Вдвоем они стремительно выбежали, стреляя в воздух на прощание. Жанжау обвел взглядом окрестности с упрямством полного идиота — как тут увидишь оборванку в такой темноте, даже если сладкая задница и осталась ждать его в эдакую бурю? Наконец он сдался: разрядил оружие в сторону пустыря, где встретил ее, выругался и пришпорил осла что было мочи, спеша догнать подельников. Он снова грязно выругался — ни сокровища, ни задницы негритянки.

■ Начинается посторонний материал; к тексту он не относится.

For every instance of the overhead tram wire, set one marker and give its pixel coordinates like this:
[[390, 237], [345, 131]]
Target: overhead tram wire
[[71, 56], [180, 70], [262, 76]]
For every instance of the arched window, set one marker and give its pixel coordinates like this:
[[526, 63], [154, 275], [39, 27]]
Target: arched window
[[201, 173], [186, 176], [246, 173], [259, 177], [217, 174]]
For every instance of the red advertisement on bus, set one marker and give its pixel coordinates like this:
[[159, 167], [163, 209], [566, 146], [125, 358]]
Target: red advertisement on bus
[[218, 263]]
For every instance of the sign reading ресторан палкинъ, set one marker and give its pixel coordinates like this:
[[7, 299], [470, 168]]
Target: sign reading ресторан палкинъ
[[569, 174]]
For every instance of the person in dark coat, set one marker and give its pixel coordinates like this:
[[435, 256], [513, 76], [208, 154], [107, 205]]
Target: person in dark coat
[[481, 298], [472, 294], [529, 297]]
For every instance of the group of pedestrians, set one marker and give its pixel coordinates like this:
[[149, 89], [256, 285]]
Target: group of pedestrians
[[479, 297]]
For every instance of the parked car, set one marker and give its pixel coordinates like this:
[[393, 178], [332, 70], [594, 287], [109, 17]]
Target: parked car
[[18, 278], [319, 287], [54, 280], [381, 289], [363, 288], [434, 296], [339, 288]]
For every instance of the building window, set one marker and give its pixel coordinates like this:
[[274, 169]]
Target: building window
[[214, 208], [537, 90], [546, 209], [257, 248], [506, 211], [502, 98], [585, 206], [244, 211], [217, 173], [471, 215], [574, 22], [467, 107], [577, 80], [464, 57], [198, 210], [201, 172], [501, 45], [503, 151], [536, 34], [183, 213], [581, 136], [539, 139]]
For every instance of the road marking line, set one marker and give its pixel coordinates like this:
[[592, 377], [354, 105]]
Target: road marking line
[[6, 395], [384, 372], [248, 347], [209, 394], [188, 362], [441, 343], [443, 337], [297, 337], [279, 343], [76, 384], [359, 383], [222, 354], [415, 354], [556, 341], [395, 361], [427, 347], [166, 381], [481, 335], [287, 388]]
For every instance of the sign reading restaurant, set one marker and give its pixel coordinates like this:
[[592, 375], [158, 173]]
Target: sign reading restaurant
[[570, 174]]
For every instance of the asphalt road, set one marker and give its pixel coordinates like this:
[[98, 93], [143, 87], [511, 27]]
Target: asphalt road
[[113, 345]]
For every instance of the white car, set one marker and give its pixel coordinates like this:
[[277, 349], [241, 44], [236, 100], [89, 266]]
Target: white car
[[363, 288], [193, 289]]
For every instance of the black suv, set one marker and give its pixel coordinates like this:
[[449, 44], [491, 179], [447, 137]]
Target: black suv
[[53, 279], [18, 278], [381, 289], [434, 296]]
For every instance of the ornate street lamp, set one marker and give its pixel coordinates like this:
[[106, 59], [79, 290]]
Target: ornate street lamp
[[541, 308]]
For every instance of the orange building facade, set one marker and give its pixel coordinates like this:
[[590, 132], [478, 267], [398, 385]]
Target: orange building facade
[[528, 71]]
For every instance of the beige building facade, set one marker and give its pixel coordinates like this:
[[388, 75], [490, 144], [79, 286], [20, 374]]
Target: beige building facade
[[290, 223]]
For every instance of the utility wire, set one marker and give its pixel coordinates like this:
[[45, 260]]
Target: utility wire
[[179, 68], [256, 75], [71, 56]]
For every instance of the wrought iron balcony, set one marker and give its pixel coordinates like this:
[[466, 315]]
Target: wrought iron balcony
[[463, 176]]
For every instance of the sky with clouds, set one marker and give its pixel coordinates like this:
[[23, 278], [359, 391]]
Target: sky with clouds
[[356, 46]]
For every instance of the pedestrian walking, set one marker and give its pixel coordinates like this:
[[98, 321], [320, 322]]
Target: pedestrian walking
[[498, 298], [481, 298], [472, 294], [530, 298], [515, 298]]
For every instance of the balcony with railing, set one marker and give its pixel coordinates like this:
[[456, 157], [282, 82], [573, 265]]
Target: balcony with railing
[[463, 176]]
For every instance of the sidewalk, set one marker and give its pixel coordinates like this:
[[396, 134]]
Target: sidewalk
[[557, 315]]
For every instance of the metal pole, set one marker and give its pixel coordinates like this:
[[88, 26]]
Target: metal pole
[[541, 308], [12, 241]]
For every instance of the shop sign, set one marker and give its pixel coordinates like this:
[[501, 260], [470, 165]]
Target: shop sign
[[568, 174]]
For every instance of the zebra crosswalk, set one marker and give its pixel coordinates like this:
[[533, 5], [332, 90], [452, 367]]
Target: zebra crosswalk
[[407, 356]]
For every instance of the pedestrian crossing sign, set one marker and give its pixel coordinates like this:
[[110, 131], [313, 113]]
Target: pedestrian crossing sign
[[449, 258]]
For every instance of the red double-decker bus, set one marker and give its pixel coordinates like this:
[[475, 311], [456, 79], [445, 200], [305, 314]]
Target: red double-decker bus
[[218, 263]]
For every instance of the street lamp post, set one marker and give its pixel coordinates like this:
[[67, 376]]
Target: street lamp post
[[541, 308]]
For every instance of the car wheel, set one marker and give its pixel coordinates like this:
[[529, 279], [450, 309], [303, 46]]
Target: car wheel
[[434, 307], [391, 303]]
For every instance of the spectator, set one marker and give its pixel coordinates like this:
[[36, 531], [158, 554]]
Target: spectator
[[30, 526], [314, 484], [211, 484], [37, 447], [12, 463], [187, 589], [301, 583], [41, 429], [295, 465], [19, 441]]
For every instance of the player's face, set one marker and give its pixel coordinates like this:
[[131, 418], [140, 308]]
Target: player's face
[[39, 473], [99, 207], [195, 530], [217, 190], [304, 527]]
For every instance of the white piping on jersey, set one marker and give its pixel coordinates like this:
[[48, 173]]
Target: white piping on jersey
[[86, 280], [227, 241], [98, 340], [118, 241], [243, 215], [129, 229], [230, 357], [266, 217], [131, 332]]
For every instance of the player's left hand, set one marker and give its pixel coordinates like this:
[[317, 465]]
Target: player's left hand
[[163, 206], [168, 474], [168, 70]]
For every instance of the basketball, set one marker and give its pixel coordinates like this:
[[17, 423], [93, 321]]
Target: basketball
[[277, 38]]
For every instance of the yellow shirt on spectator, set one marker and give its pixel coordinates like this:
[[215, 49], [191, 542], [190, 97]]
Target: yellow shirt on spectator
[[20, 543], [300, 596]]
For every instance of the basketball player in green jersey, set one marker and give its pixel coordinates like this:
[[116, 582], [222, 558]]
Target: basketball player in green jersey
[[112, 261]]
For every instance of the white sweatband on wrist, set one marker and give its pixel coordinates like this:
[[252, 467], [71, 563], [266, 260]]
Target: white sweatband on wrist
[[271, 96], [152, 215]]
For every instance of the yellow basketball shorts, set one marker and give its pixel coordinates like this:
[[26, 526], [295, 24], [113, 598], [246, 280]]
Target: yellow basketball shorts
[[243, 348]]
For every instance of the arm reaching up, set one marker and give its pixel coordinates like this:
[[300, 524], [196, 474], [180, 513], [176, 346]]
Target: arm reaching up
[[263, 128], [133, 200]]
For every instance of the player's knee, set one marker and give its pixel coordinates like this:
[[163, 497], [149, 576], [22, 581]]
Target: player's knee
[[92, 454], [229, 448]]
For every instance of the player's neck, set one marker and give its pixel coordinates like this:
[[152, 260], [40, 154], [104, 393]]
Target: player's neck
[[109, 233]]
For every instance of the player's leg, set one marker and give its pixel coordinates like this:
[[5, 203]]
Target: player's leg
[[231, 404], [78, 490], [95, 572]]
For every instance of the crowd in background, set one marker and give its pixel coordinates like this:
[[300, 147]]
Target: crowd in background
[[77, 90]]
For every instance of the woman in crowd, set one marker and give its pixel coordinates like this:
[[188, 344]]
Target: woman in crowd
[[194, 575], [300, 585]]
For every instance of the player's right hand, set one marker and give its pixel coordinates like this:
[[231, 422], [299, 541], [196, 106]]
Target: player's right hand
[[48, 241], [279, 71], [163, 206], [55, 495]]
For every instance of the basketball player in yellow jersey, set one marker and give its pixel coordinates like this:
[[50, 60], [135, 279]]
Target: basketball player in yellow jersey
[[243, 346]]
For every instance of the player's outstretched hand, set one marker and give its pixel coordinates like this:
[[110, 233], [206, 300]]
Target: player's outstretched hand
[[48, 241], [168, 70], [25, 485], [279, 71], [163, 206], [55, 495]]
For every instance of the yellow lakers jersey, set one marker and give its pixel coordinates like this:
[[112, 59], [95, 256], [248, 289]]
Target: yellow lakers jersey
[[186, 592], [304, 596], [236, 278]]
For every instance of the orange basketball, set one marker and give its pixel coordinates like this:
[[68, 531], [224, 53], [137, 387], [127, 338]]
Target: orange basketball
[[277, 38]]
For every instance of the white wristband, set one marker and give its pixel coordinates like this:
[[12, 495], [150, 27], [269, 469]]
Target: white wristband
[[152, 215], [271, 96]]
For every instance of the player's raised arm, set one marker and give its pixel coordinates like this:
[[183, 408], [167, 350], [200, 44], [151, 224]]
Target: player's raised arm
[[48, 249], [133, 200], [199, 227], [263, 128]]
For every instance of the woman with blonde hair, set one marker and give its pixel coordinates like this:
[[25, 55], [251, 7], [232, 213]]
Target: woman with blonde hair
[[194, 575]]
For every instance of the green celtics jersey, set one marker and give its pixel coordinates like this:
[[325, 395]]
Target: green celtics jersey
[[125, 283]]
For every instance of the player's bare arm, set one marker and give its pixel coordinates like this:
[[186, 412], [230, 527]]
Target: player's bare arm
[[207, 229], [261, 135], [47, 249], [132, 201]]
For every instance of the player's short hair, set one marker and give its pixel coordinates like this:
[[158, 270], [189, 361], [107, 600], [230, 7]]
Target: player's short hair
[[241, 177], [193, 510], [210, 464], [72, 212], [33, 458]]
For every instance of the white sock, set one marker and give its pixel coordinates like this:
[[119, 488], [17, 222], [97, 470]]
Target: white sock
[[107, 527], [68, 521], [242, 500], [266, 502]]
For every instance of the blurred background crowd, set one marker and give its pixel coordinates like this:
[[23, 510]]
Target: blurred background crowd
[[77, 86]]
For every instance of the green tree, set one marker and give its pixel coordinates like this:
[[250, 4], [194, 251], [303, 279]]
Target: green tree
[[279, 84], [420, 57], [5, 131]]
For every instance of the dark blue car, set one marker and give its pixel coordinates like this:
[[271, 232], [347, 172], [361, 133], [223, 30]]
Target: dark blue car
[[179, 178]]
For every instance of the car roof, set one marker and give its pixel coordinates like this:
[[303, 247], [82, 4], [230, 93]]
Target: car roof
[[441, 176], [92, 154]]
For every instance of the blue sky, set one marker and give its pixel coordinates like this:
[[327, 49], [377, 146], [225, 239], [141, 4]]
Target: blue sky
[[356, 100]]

Пламя не выдержало проливного дождя и понемногу угасло; ветер разнес сильный запах кукурузы, сахара, жженой фасоли, подгоревшего мяса. Бродяга и сарара вышли из-за хлебного дерева и приблизились. Педру Цыган прошел, не останавливаясь, мимо костра и понесся в дом — кто знает: может, ему повезет больше, чем жагунсо? Он тоже был убежден, что существует несгораемый ящик, полный золотых монет, скопленных Турком, но это не мешок, это сундук. Помощник погонщика, новичок желторотый, не знал об этой байке и удовольствовался тем, что удалось спасти из огня. Вскоре к ним присоединились мужчины из амбара, женщины, вернувшиеся с болота. Они жадно делили то, что осталось после грабежа, и то, что можно было еще вытащить из пламени. Так пропала часть знаменитого состояния Фадула Абдалы, та, которую он не увез на себе, — товары, оставленные в кабачке.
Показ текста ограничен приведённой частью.